The factfinder's acceptance of these experts' opinions is sufficient to
support its findings which must be accepted upon appeal. We, therefore, affirm the trial court's
finding that Dr. Myers was not negligent because such a finding is not clearly
erroneous.
Beckingham also contends
that the trial court erred by finding that Langlade Memorial was negligent but
that the negligence was not causal to any of the damages. The medical evidence included the opinions
of Drs. Moritz and Pilon, who testified that the crushing foot injury itself,
and not Langlade Memorial's conduct, was the cause of Beckingham's
damages. While the trial court found
that Langlade Memorial failed to timely alert Dr. Myers of Beckingham's
changing condition so that a referral could be made to Wausau Hospital, the
court also found that the delay did not cause any additional injury. The expert testimony sufficiently supports
this finding.
The expert opinions that
the crushing injury and not the delay in making the referral was the cause of
the injury are sufficient for the factfinder to conclude that there was no
causal relationship between Langlade Memorial's conduct and Beckingham's
injury.

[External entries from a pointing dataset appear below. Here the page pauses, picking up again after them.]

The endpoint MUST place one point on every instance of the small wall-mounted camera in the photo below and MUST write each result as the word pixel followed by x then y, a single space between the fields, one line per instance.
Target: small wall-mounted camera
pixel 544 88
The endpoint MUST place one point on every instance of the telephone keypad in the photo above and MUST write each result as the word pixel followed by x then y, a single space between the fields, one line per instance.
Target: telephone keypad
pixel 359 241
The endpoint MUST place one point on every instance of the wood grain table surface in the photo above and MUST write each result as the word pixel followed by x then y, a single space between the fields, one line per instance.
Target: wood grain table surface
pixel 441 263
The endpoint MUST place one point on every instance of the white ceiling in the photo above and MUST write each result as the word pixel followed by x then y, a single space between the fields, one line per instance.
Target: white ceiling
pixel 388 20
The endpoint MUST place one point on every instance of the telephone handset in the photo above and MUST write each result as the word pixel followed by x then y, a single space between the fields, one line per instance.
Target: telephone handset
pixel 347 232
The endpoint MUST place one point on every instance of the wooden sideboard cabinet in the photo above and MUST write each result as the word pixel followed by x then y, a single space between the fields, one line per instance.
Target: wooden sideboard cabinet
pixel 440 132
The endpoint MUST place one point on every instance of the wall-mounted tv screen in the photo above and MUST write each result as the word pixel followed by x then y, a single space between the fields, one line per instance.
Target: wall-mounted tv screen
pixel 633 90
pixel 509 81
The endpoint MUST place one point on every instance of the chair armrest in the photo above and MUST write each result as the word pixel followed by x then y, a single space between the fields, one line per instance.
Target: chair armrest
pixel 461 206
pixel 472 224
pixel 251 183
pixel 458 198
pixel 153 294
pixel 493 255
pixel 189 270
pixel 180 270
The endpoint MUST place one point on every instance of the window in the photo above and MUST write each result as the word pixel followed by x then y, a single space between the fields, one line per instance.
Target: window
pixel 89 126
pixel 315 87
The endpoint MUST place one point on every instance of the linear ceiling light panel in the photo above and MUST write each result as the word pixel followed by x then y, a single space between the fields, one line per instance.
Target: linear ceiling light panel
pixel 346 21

While the factfinder may have
reached a different conclusion based upon other evidence, it is within the
province of the factfinder to determine the credibility of the witnesses and
the weight it wishes to attach to the evidence produced. Cogswell, 87 Wis.2d at 250,
274 N.W.2d at 650 (citing Gehr, 81 Wis.2d at 122, 260 N.W.2d at
33). Here, the factfinder elected to
credit the testimony of the doctors finding that the delay had not caused the
damage. We must defer to the trial
court's credibility assesment. Section
809.17(2), Stats. We conclude that this finding is not clearly
erroneous and affirm.
Langlade Memorial asks
us to change as a matter of law the trial court's finding of negligence. Because this finding is not clearly
erroneous, as it is supported by the evidence, it is not within our province
under section 809.17(2), Stats.
to reverse that finding.
By the Court.—Judgment
affirmed.
This opinion will not be
published. See Rule 809.23(1)(b)5, Stats.